PyTorch 2.0 + TVM User Workflows
OctoML is investing in a PyTorch 2.0 + Apache TVM integration because we believe that a PyTorch 2.0 integration will provide users with a low-code approach for utilizing Apache TVM in their machine learning R&D, and that Apache TVM’s ecosystem of optimizations across a variety of workloads and hardware targets will be beneficial to PyTorch users. Apache TVM utilizes a new technology introduced in PyTorch 2.0 known as TorchDynamo, which empowers PyTorch users to connect PyTorch graphs of any size to compilers like Apache TVM, all with just a single decorator in Python. Below, we show an example of how simple it will be to use PyTorch 2.0 + TVM with an existing ML model:
# PyTorch + TVM full model example. @dynamo.optimize(tvm_compiler) class MyModel(torch.nn.Module): """ Put an existing ML model definition here. No code changes are required within the model itself to enable TorchDynamo compilation via Apache TVM. """
@dynamo.optimize(tvm_compiler) tells PyTorch and TorchDynamo to use Apache TVM to compile the ML model.
PyTorch 1.X + TVM Existing User Workflows
PyTorch community members who are already using PyTorch 1.X may be wondering whether their existing workflows will be impacted by the recent announcement. While PyTorch has stated that backwards compatibility is a priority, users of the existing PyTorch 1.X workflows may choose to migrate towards a PyTorch 2.0-based system due to the performance and user experience improvements gained from the transition. In this section, we’ll take a look at two common workflows and how they’re evolving: eager execution and model export.
- Eager Execution: PyTorch’s eager execution has been a central part of many users’ workflows since the creation of the project. PyTorch Eager acts like a Python interpreter, immediately evaluating a user’s PyTorch code as it runs. While this is a flexible interface for users who are actively developing and changing their models, it is quite slow and inefficient for production use cases.

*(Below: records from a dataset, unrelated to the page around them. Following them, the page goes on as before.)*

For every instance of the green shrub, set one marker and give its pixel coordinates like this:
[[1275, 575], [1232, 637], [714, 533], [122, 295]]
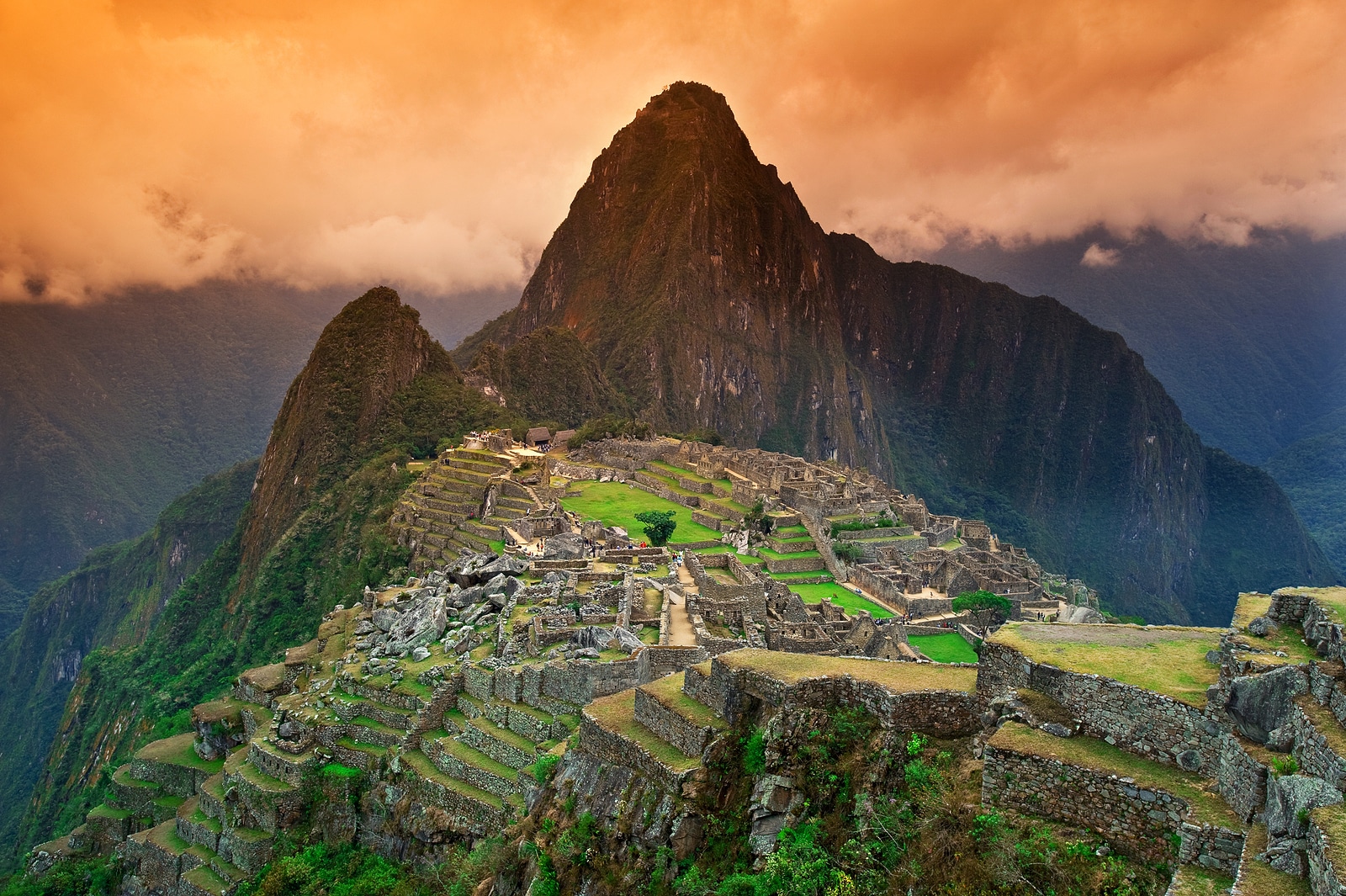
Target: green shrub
[[754, 752], [659, 525], [544, 767], [983, 602], [1285, 766], [847, 550]]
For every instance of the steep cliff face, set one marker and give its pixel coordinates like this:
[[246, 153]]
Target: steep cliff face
[[111, 600], [369, 352], [547, 375], [713, 300], [376, 392]]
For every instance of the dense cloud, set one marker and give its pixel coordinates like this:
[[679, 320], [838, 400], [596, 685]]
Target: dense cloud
[[437, 147]]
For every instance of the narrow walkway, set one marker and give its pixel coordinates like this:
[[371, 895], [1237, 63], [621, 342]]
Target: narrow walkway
[[680, 626]]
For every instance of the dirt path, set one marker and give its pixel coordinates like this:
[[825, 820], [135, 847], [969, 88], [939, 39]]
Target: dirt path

- Model Export: PyTorch currently offers a model export capability known as TorchScript, which makes the model more predictable for production deployment scenarios. The TorchScript export process freezes the model at a single time point and serializes it, enabling a user to reload the state of the model in the future. While this is a useful functionality for models in production, PyTorch’s research has shown that TorchScript fails to express many different types of valid graphs within the PyTorch ecosystem. Furthermore, when users need to update their models, the model export process could contribute to significant and repeated development overhead.
When PyTorch 2.0 is released, we anticipate that some PyTorch eager execution users will try the new TorchDynamo-based workflows — especially if they only need to add a single decorator to their existing code to enable all the benefits that TorchDynamo provides. Additionally, PyTorch has preliminarily defined a model export interface through TorchDynamo to be released in PyTorch 2.0, which means that users who utilize the PyTorch 2.0 + Apache TVM integration via TorchDynamo will still have the ability to export their ML workloads for production deployment use cases.
Apache TVM is already available as a PyTorch 2.0 compilation option through TorchDynamo today. As the PyTorch community works hard on bringing the stable PyTorch 2.0 release to users in March 2023, OctoML and the Apache TVM community will continue to build out additional support and tighter integration for listed PyTorch 2.0 features. We’re also working on an interactive demo to showcase the integration between PyTorch 2.0 and Apache TVM!
OctoML is specifically interested in developing future PyTorch integrations centered around:
- TorchInductor: Another PyTorch 2.0 technology that’s recently been announced is TorchInductor. It is a compiler which operates at the loop level (as opposed to TorchDynamo, which operates at the graph and subgraph level). In applications with tighter performance requirements, this finer-grained integration between PyTorch 2.0 and TVM will enable even more control over TVM within the PyTorch ecosystem. Additionally, an integration with TorchInductor will enable TVM to interoperate with other TorchInductor backends, such as OpenAI's Triton.
- Custom Operators: While custom operators have always been an integral part of the PyTorch ecosystem, the innovations in PyTorch 2.0 (specifically TorchDynamo and TorchInductor) enable Apache TVM to create tighter integrations with PyTorch users’ existing custom operators.